Latest Heart News
TUESDAY, May 17, 2016 (HealthDay News) -- After retiring from a long and illustrious pro football career that included four Super Bowl championships, quarterback Joe Montana abandoned his decades-long habit of daily exercise.
That news, coupled with a family history of heart disease -- which claimed a grandfather and two uncles before age 55 -- jolted Montana to realize that his physical prowess on the gridiron couldn't protect him from heart disease.
Montana knew he had to change course and once again become physically fit. Now 59, the three-time Super Bowl MVP counteracts his family history of heart disease -- America's leading killer -- by biking frequently with his wife and grown children, and limiting salty foods and red meat.
"I didn't connect the dots at all," said Montana, who played for the San Francisco 49ers for the majority of his 16-year NFL career, retiring in 1995. "First of all, I wasn't educated on heart disease and what the precursors were. And I just never thought it would happen to me, with how long I'd been active," he said.
The pounding that Montana took during his playing days leaves biking as one of the few aerobic activities he can still do without much pain. And he and his wife Jennifer have teamed up with the American Heart Association, biopharmaceutical company Amgen and Schwinn Bicycles to launch Breakaway from Heart Disease, a cycling movement encouraging people to understand their family heart health and become more physically active.
The national initiative includes a series of bike and spin events called the Heart Health Tour.
Cardiologist Dr. Suzanne Steinbaum, director of women's heart health at Lenox Hill Hospital in New York City, said she constantly hears people telling her they, too, never expected heart disease to strike them.
Cardiovascular disease kills more than 800,000 Americans each year, the American Heart Association says. Family history is one of the most important risk factors for heart disease, Steinbaum said. Other major risk factors include diabetes, a sedentary lifestyle and obesity.
"It's so important to know your family history and to ask what did family members have, why did people die, and how old were they when they died," said Steinbaum.

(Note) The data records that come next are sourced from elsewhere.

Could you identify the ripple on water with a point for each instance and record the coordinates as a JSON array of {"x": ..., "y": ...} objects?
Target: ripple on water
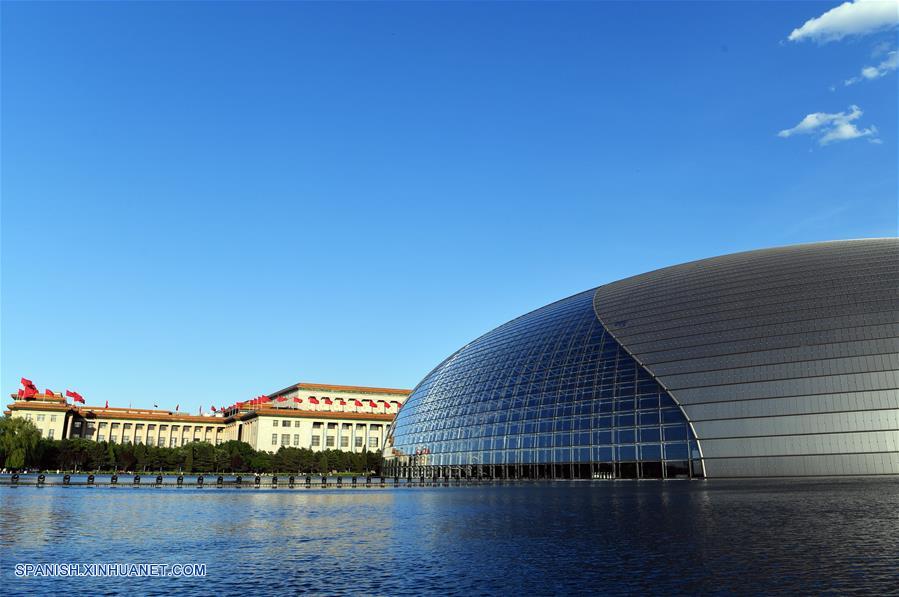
[{"x": 698, "y": 537}]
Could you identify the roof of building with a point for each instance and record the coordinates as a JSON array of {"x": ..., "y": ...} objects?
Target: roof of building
[
  {"x": 314, "y": 414},
  {"x": 336, "y": 388}
]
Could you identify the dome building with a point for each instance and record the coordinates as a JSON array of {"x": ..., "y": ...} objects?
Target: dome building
[{"x": 777, "y": 362}]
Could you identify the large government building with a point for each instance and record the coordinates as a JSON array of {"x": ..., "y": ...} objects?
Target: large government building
[
  {"x": 305, "y": 415},
  {"x": 778, "y": 362}
]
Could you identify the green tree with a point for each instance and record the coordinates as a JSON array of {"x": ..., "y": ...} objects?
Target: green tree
[
  {"x": 323, "y": 465},
  {"x": 187, "y": 452},
  {"x": 110, "y": 460},
  {"x": 19, "y": 440}
]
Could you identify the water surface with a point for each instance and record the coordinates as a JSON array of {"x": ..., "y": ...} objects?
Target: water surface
[{"x": 781, "y": 536}]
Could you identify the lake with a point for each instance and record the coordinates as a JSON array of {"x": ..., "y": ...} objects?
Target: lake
[{"x": 782, "y": 536}]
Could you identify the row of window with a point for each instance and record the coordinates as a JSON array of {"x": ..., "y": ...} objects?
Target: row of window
[
  {"x": 173, "y": 442},
  {"x": 40, "y": 417},
  {"x": 317, "y": 439},
  {"x": 633, "y": 453}
]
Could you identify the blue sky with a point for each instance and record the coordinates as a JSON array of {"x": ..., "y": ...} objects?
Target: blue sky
[{"x": 204, "y": 202}]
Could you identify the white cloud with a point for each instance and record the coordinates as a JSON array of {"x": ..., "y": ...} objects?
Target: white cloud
[
  {"x": 831, "y": 127},
  {"x": 846, "y": 131},
  {"x": 850, "y": 18},
  {"x": 875, "y": 72}
]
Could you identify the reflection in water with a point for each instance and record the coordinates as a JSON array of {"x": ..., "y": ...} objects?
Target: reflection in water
[{"x": 730, "y": 536}]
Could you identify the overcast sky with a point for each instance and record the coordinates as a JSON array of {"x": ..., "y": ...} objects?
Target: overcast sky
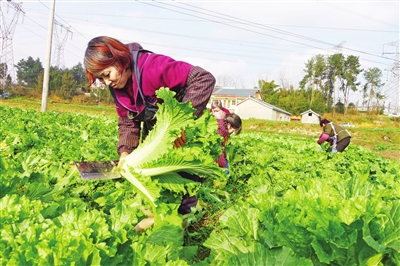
[{"x": 240, "y": 42}]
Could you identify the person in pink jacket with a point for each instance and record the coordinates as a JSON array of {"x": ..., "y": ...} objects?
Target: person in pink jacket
[{"x": 125, "y": 67}]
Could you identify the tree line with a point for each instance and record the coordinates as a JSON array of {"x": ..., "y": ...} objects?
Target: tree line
[{"x": 324, "y": 77}]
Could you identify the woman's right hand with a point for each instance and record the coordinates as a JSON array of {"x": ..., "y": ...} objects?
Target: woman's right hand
[
  {"x": 123, "y": 155},
  {"x": 219, "y": 114}
]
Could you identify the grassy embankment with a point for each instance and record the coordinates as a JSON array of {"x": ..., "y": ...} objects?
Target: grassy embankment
[{"x": 380, "y": 134}]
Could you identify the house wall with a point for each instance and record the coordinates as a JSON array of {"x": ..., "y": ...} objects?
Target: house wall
[
  {"x": 279, "y": 116},
  {"x": 310, "y": 119},
  {"x": 251, "y": 109}
]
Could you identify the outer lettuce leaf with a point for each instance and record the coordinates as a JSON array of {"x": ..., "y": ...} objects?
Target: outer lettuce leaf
[{"x": 157, "y": 158}]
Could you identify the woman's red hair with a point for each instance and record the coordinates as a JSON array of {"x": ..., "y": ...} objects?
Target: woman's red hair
[{"x": 103, "y": 52}]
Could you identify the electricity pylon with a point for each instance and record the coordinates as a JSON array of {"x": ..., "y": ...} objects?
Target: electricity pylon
[
  {"x": 393, "y": 85},
  {"x": 9, "y": 13},
  {"x": 61, "y": 40}
]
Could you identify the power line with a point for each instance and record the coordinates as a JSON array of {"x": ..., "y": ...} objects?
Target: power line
[{"x": 7, "y": 32}]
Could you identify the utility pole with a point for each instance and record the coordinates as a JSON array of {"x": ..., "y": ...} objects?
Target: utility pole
[
  {"x": 338, "y": 48},
  {"x": 46, "y": 77},
  {"x": 7, "y": 29},
  {"x": 394, "y": 84},
  {"x": 60, "y": 43}
]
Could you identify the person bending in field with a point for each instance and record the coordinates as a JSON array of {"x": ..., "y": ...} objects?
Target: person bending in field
[
  {"x": 113, "y": 63},
  {"x": 337, "y": 136},
  {"x": 227, "y": 125}
]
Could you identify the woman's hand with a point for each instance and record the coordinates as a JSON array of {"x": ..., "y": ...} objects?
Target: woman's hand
[{"x": 219, "y": 114}]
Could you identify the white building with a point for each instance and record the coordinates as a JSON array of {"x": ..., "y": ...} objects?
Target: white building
[
  {"x": 310, "y": 117},
  {"x": 255, "y": 108}
]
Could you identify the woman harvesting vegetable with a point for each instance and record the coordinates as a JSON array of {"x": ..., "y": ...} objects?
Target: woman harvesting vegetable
[
  {"x": 338, "y": 137},
  {"x": 133, "y": 76}
]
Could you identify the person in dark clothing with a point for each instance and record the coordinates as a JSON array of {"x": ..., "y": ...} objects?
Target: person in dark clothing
[{"x": 337, "y": 136}]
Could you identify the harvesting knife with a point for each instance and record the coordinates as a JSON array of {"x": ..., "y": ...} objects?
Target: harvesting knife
[{"x": 98, "y": 170}]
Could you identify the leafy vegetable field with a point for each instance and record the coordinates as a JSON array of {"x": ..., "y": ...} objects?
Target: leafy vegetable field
[{"x": 284, "y": 202}]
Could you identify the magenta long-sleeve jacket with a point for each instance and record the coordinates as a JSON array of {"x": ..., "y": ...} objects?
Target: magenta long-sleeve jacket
[{"x": 158, "y": 71}]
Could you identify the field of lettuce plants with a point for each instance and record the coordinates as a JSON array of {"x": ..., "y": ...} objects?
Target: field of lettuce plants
[{"x": 284, "y": 202}]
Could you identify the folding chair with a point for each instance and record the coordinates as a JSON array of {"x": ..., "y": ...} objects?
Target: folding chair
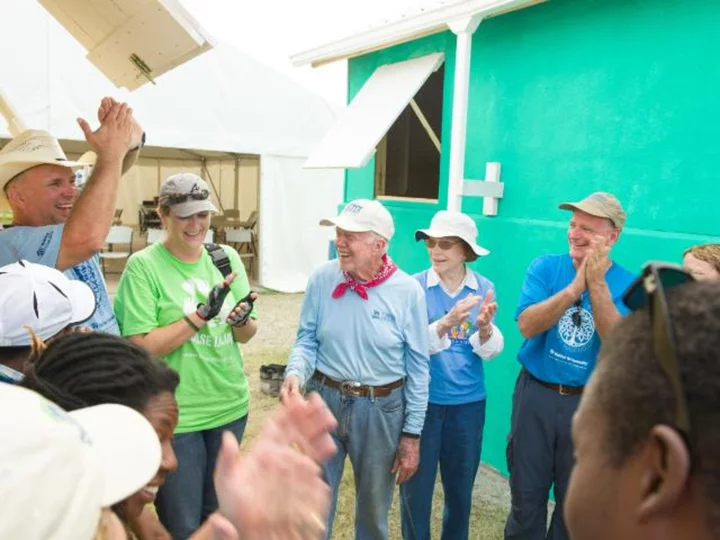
[{"x": 117, "y": 235}]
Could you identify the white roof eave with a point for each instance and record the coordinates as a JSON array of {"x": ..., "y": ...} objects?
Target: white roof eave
[{"x": 407, "y": 28}]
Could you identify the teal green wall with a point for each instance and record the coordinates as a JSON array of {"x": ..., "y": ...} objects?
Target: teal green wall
[{"x": 574, "y": 96}]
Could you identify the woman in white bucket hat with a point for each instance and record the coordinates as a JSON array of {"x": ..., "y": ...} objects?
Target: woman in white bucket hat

"It takes decades for heart disease to develop," she added. "So the sooner you know your family history and the sooner you do something about it, the greater the chance you can control your own destiny. Because 80 percent of the time, heart disease is preventable."
Jennifer Montana's father died at age 60 of a massive heart attack. So, the couple's doubled family history shapes how they counsel their four children -- now ranging between 24 and 30 years old -- about the importance of diet and exercise.
Joe Montana said it was easier and more realistic for him to cut back on "bad" foods, such as red meat and salt, than eliminate them entirely.
"Once you start cutting things out completely, you want to eat it more than ever. And I think it makes it harder for people to make the changes," he said.
"I could easily eat a whole New York steak, but now I find I take about four bites and take the other part home," he added. "I feel like I've had my fill and I don't need it again for a while."
But she finds herself often reminding the couple's kids that their family history of heart disease could catch up to them if they give in too often to unhealthy food cravings.
"We can do some good by telling people to go ahead and start teaching your own kids about your own family history so they don't have a late start," she said.
Steinbaum said the best way to offset a family history of heart disease is by making regular aerobic exercise a priority.
"Get your heart rate up in any way, shape or form," she said. "I say if it's disco dancing, knock yourself out. Or, looking at someone like Joe, who's not really able to do everything, biking is a great option."
Montana said he reflects on his family history of heart disease whenever he needs motivation to stay on a healthier course.
"Every now and then, when I have a weak moment, I start thinking about that," said Montana, nicknamed "Joe Cool" for his ability to remain calm on the field under pressure. "It kind of gets you back in the right frame of mind."